Dernier en date : l’incendie de l’Office français de la biodiversité (OFB) à Brest le vendredi 31 mars. Jeudi, alors que des pêcheurs protestaient contre un projet européen de restriction de la pêche de fond, des manifestants ont allumé des feux devant le siège de l'OFB, également visé par des jets de projectiles et des tirs de fusées de détresse. Des braises ou des cendres ont pu couver et, attisées par le vent violent qui a soufflé toute la nuit, provoquer le départ de l'incendie dans les combles. "C'est l'hypothèse la plus probable mais cela reste une hypothèse", a déclaré Philippe Setbon. Une enquête judiciaire va être ouverte par le parquet de Brest, souligne la préfecture. La veille, une trentaine de pêcheurs se sont rendus au domicile de la présidente de l’association Sea Shepherd, Lamya Essemlali. Elle raconte : "En arrivant sur place, ils étaient en train de déverser leurs caisses".

"Ne venez pas chez nous, ça va mal se passer !"

Le même jour, mercredi 29 mars, la journaliste Morgan Large, annonçait déposer plainte pour le sabotage de sa voiture. Un sabotage similaire à celui qui aurait pu lui coûter la vie, il y a deux ans. Les écrous de la roue de sa voiture ont été desserrés, la roue aurait pu partir à tout moment. La journaliste d’investigation bretonne est la cible d’actes d’intimidation et de harcèlement – son chien a même été empoisonné- depuis qu’elle enquête sur les dérives de l’industrie agro-alimentaire.

Le 27 mars, c’est la secrétaire nationale d’Europe Ecologie Les Verts (EELV), Marine Tondelier, qui fait l’objet d’un communiqué de presse pour le moins menaçant du président de la chambre d’agriculture de Lot-et-Garonne, Serge Bousquet-Cassagne et de la présidente de la Coordination rurale 47, Karine Duc. "Ne venez pas chez nous, ça va mal se passer !", préviennent-ils. "Vous n’êtes pas la bienvenue, le territoire vous est hostile !". 

L’élue, qui a décidé de se rendre quand même dans le Lot-et-Garonne a publié des messages sur Twitter pour expliquer la situation sur place, elle note : "Plus tard, depuis mon lit dans la chambre d’hôtel, je les entends crier dans la rue, faire beaucoup de bruit. Ils sont saouls. Ils errent dans la ville. Super".
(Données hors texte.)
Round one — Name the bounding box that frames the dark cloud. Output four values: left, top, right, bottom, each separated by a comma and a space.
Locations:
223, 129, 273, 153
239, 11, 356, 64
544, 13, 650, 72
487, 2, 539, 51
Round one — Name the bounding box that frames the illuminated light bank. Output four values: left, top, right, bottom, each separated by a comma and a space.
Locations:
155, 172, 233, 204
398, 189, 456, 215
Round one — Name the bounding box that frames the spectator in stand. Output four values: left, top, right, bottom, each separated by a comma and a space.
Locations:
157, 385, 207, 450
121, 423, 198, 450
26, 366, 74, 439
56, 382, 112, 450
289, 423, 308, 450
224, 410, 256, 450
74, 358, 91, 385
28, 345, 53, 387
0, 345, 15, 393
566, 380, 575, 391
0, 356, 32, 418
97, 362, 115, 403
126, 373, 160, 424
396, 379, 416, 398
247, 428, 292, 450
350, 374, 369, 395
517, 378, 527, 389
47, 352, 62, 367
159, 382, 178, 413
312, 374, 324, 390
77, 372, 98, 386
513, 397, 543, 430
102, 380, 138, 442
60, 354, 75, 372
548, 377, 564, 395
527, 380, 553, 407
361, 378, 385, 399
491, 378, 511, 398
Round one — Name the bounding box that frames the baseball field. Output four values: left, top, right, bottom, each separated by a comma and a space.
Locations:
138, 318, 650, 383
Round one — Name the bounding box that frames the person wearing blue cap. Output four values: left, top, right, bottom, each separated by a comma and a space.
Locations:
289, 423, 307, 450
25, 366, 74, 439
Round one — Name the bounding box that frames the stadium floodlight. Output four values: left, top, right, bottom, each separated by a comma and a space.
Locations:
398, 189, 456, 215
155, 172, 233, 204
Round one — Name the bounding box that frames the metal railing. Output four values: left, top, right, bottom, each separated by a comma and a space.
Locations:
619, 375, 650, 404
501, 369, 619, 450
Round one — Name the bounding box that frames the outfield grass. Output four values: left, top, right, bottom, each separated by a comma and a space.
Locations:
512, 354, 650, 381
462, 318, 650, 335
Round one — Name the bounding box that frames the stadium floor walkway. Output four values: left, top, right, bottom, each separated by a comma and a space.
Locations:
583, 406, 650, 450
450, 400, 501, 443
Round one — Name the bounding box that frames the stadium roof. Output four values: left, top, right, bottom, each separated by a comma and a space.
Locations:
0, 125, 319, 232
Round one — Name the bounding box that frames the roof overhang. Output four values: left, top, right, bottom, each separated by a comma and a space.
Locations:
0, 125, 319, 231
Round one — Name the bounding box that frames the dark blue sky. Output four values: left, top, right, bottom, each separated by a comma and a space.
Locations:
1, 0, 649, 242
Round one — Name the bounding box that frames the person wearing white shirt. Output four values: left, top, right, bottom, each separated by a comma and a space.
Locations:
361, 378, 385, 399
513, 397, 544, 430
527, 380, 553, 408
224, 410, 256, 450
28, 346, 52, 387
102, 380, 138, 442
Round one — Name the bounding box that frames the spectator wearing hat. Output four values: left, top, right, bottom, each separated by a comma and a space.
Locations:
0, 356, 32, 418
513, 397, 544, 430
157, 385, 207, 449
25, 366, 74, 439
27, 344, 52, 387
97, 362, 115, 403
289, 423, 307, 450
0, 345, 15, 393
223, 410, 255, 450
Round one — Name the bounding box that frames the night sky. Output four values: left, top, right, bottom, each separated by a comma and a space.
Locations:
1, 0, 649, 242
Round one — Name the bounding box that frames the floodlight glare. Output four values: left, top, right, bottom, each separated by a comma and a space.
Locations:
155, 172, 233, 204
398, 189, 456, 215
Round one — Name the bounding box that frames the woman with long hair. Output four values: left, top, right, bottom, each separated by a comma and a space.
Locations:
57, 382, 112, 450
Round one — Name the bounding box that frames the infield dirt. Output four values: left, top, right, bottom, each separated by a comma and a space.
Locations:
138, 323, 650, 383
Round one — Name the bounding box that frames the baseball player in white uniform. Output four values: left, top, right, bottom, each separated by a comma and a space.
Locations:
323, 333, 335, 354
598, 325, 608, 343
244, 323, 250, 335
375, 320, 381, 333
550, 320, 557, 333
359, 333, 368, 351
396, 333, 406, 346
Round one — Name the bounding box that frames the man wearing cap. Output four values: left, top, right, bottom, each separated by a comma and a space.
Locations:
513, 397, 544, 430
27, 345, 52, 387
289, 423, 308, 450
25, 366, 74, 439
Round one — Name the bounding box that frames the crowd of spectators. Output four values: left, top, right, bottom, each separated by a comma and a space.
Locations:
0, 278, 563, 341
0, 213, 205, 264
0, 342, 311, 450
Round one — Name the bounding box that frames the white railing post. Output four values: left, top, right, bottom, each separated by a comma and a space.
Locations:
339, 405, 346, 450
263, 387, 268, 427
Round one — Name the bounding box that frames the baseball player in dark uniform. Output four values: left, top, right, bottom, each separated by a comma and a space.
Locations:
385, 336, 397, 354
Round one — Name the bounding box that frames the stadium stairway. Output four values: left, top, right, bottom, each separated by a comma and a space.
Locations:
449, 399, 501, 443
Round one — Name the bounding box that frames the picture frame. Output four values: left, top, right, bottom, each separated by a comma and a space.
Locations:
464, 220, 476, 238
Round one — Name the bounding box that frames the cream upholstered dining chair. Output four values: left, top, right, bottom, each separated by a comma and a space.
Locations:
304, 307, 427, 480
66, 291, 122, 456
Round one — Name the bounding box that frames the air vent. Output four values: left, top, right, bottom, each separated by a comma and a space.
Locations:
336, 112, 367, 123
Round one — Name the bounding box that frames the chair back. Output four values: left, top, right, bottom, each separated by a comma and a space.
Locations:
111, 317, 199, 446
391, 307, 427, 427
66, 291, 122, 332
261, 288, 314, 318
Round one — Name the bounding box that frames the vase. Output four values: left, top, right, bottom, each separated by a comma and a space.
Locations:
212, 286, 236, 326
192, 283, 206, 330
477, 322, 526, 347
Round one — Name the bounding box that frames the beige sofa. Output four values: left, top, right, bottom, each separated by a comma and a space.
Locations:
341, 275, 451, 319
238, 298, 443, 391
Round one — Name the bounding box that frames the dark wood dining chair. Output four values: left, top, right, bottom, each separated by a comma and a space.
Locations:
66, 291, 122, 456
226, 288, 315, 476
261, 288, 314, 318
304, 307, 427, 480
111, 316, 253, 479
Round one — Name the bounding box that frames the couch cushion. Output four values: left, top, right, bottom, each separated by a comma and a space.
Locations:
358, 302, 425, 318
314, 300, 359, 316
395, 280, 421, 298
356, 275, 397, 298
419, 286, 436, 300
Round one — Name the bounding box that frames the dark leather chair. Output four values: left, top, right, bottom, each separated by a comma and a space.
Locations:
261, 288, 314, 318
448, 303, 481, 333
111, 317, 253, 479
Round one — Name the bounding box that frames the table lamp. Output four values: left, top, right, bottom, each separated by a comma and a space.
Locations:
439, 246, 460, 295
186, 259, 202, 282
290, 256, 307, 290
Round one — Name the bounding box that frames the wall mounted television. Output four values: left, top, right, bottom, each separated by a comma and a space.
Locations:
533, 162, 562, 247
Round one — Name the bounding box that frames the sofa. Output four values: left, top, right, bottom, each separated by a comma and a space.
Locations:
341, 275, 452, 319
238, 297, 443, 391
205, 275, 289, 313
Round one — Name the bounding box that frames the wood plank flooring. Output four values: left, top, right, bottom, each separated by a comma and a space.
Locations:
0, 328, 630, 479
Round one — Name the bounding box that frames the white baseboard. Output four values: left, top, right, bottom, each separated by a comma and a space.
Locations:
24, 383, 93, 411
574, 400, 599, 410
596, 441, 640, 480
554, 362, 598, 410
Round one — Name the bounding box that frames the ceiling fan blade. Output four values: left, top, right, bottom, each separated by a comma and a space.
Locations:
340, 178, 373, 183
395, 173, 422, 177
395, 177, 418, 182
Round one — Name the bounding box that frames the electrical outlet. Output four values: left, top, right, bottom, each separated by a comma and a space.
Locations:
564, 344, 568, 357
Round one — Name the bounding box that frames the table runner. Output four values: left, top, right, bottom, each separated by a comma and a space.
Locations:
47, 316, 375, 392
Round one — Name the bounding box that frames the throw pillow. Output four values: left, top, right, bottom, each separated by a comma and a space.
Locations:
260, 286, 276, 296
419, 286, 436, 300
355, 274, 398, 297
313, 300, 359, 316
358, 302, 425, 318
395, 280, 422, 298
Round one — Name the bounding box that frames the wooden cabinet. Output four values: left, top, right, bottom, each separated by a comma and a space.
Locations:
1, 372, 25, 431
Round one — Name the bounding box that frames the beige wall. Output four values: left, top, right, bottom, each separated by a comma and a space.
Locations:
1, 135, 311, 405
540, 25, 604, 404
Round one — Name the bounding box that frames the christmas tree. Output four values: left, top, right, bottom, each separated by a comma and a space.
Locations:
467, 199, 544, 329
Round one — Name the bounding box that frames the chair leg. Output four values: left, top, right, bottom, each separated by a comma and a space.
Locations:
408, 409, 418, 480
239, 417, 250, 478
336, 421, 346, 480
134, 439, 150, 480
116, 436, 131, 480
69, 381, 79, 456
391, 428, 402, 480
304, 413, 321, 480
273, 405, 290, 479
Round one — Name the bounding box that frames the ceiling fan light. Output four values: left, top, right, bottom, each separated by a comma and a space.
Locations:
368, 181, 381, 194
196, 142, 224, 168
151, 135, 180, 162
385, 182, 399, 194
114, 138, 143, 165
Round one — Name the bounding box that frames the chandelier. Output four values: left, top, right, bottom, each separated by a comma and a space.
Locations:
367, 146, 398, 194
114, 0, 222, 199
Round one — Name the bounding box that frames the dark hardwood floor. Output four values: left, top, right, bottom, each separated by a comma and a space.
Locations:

"Tout se passe comme si l’État avait cautionné l’émergence de ce qu’on peut qualifier de "vigilantisme agricole", autrement dit la tendance de certaines fractions du monde agricole à agir en justiciers en dehors de tout cadre légal et à s’assurer de la reproduction de l’ordre social rural par le recours à la violence et à l’intimidation",  écrit dans une tribune Andy Smith, directeur de recherches à la Fondation nationale des sciences politiques (FNSP).

Alerte des Nations Unies

La France est-elle en train de basculer ? Ces actes d’intimidation sont nourris par un contexte social et politique explosif. Alors que les accusations de violences policières au cours des manifestations contre la réforme des retraites ou les mégabassines de Sainte-Soline dans les Deux-Sèvres se multiplient, le ministre de l’intérieur Gérald Darmanin a apporté son soutien aux forces de l’ordre dans un entretien au Journal du dimanche. Surtout, il annonce la création d’une cellule anti-ZAD (zone à défendre). "Plus aucune ZAD ne s’installera dans notre pays. Ni à Sainte-Soline ni ailleurs", a-t-il déclaré. "Je refuse de céder au terrorisme intellectuel de l’extrême gauche qui consiste à renverser les valeurs : les casseurs deviendraient les agressés et les policiers les agresseurs", soutient-il, justifiant ainsi la dissolution des Soulèvements de la Terre, collectif à l’origine des mobilisations contre les mégabassines. Déjà en octobre 2022, le ministre de l’Intérieur avait qualifié les manifestants de Sainte-Soline "d’écoterroristes".

Une criminalisation qui a de lourdes conséquences. Dans une interview au Monde, le rapporteur spécial des Nations unies sur les défenseurs de l’environnement, Michel Forst, explique : "Lorsqu’on criminalise les défenseurs de l’environnement, c’est la cause elle-même qui est mise au ban de la société, et cela a un effet très néfaste sur la réaction du public". Sur la répression envers les manifestants, il ajoute : "Tout cela me semble inquiétant, préoccupant, et c'est la raison pour laquelle il y a lieu d'alerter les instances internationales. Les Nations unis ne vont pas tarder à réagir de manière plus officielle à la situation française".